An emerging trend is to do away with passwords altogether, and force users to access their email or phone (text message) to obtain a One Time Password (OTP) instead. This grew from the observation that many users, when forced to use strong passwords, essentially forget them all the time*, and logging in becomes a routine of choosing "Forgot password", obtaining a reset link via email (proving the user has access to their email account), and creating a new password. Exclusively using an OTP bypasses the ordeal - skipping right to the email! It's not a terrible approach!
Pro Tip💡 For yourself - use a password manager. If you read the above carefully, you quickly realize that the best passwords are long, random, and impossible for you to remember. On top of that, no matter how good your password is, you should never reuse it.
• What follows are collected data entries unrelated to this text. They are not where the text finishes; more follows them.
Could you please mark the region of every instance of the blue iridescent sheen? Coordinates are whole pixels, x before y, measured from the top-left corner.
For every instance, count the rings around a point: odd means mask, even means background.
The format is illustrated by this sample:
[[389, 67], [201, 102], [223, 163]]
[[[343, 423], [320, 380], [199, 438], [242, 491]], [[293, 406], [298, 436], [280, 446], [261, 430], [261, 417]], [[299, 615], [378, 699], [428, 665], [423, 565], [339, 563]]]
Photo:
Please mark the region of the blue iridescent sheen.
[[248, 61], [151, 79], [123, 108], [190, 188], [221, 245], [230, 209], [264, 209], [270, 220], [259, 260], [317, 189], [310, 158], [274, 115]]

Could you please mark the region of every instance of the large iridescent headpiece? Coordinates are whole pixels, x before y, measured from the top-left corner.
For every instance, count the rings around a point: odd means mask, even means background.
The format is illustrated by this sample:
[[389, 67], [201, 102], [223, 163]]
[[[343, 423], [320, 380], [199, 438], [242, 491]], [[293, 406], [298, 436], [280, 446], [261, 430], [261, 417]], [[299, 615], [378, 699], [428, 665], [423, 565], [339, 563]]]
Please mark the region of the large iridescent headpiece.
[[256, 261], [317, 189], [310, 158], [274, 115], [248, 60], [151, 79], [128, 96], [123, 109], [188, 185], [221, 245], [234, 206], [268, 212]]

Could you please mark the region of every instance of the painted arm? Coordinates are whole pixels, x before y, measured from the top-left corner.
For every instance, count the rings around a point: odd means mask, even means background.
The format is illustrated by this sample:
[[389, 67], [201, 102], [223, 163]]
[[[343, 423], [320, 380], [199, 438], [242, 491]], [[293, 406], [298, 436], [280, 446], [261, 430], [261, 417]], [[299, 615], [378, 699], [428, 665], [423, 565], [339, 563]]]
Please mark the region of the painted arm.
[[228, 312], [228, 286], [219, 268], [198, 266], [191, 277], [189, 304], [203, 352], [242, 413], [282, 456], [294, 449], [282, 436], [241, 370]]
All it takes is one poorly implemented web application for your wonderfully constructed password to be broken. Thus, password managers which can generate unique and strong passwords for each web site you access are the gold standard of personal web security. As a developer, you can't force your users to use them - but you can certainly do so yourself!
MFA
A note on multi-factor authentication. While it's beyond the scope of this book, sufficiently large applications will likely need to communicate with users. They send emails, they send text messages. Multi-factor authentication leverages this - with the idea that users authenticate either wholely or in part by proving they have access to their devices. Typically, emails or text messages are sent with OTPs. More secure methods also exists, using third party applications (authenticators) and physical keys. All of these things are important layers of security, all are part of the authentication process. In this book and in the next section in particular, we'll only deal with regular passwords, because we are focus on learning about how things flow in a web application. Adding additional security doesn't change the architecture and concepts - it just adds more detail.